Votre projet moonshot présenté en janvier vise à concevoir un robot autonome et auto-apprenant. Qu'est-ce qui vous y a amené?
C'est une évolution naturelle de nos travaux. Historiquement, le CEA abordait le sujet de la robotique sous l'angle de la téléopération de machines. Nous avons donc développé une approche singulière de la robotique, davantage axée sur l'effort que sur la vitesse ou la précision. Depuis vingt ans, nous transférons ce savoir-faire à la collaboration humains-robots. Nous voulons franchir une étape supplémentaire en intégrant davantage d'intelligence artificielle. En dotant le robot d'une perception – mais aussi d'une forme de compréhension – accrue de son environnement, nous voulons faciliter cette collaboration entre l'humain et la machine et rendre cette dernière plus autonome. Cette approche devrait démocratiser les robots dans de nombreux domaines, dont l'industrie.
Qu'apporteraient des robots plus autonomes et agiles dans une usine?

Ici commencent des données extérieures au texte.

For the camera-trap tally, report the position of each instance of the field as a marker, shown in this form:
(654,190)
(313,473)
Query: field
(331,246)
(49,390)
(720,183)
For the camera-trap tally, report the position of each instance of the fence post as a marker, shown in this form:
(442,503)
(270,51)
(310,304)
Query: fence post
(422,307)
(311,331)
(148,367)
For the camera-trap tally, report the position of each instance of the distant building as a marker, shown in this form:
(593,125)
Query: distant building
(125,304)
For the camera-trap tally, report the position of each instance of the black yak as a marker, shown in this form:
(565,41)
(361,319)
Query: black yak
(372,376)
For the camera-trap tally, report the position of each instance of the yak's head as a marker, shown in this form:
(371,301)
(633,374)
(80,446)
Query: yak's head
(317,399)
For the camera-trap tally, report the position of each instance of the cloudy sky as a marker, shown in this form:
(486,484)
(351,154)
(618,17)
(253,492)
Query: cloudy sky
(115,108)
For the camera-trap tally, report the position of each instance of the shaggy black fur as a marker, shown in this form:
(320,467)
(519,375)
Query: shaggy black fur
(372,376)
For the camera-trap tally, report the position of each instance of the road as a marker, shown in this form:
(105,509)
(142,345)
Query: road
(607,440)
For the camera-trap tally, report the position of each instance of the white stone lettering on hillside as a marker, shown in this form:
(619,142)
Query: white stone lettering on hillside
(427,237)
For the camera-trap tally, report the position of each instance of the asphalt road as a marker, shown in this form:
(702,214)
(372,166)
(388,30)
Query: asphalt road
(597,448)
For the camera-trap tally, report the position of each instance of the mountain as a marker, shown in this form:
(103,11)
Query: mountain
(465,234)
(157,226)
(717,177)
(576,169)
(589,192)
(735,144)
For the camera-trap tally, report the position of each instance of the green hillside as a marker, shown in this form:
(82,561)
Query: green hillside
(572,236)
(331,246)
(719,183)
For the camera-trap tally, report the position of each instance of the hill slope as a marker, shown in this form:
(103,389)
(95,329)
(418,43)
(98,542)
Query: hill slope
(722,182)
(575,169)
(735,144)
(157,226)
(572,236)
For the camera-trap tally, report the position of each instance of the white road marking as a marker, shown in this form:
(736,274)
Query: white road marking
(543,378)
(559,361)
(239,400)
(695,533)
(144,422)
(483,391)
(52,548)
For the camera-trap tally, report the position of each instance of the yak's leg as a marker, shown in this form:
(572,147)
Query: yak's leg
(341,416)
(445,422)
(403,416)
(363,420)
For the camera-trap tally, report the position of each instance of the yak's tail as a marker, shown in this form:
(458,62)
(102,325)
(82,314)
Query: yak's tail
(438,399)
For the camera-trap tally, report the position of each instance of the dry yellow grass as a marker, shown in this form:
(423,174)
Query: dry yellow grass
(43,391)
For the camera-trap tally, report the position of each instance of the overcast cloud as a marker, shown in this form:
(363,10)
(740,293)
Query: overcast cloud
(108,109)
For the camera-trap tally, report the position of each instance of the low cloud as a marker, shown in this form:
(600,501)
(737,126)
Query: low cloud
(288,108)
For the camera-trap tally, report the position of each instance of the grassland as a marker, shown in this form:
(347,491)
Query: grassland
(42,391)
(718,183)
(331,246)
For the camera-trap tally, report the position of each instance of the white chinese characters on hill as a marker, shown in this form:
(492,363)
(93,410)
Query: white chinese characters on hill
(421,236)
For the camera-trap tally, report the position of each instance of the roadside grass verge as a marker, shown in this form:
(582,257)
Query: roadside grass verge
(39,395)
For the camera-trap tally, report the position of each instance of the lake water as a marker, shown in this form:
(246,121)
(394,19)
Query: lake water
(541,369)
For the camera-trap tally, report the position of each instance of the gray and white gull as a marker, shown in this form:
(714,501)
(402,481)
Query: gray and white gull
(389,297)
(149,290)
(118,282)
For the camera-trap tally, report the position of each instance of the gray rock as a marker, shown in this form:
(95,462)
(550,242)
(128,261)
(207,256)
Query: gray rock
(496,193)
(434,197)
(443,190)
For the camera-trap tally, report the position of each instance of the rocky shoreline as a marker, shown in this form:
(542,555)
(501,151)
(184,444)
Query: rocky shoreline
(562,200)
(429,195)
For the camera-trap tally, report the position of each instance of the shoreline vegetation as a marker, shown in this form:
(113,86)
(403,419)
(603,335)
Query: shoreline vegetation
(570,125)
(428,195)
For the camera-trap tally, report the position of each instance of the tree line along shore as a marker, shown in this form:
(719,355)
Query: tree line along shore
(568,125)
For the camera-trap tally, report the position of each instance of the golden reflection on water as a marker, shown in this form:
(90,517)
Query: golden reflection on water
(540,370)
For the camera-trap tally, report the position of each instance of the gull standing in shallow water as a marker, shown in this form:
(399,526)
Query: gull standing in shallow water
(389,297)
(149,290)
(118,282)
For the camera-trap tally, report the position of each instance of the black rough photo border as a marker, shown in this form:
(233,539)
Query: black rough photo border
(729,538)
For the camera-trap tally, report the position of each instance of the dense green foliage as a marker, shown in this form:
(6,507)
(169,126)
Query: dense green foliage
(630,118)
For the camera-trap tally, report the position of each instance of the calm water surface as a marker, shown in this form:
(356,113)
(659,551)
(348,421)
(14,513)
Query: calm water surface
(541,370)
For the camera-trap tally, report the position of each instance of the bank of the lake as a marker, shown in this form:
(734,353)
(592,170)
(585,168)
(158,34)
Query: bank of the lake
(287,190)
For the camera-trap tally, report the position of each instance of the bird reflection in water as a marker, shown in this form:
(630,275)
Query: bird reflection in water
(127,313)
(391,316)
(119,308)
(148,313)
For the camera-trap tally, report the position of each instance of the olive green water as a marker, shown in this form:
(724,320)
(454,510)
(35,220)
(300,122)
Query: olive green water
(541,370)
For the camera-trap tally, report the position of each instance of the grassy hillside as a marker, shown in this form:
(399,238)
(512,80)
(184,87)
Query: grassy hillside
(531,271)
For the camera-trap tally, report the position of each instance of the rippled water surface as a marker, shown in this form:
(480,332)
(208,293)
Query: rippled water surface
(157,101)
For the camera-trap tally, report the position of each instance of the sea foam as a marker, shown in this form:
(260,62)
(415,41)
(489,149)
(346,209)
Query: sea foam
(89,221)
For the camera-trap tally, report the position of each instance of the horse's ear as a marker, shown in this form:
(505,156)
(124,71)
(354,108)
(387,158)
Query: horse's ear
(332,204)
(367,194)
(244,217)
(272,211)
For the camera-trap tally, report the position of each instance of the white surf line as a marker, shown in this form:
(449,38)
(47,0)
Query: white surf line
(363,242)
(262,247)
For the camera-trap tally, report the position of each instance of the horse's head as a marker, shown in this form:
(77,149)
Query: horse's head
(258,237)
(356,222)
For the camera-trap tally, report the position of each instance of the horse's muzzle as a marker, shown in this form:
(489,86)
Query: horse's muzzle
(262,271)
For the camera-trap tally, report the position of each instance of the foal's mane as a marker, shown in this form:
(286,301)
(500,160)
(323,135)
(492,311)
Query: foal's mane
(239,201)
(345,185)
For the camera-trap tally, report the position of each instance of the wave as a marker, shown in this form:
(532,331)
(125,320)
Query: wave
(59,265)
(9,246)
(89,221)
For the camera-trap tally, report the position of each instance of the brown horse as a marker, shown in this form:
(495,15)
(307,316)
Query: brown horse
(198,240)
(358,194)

Des plateformes auto-apprenantes permettraient de surmonter l'un des principaux freins à la généralisation des robots : la programmation. Pour les PME qui cherchent à basculer rapidement d'une production à une autre, cela devient un véritable casse-tête. Le robot doit pouvoir suivre et, dans ce cas, la stratégie de programmation classique est un vrai blocage. Il n'y a aucun intérêt à passer plusieurs semaines à programmer un robot pour quelques jours d'utilisation. L'intelligence artificielle et les algorithmes d'apprentissage vont permettre aux robots d'effectuer des tâches plus complexes, en les programmant de la façon la plus simple possible. Le robot devrait être aussi facile à utiliser pour un opérateur que ses autres outils de travail.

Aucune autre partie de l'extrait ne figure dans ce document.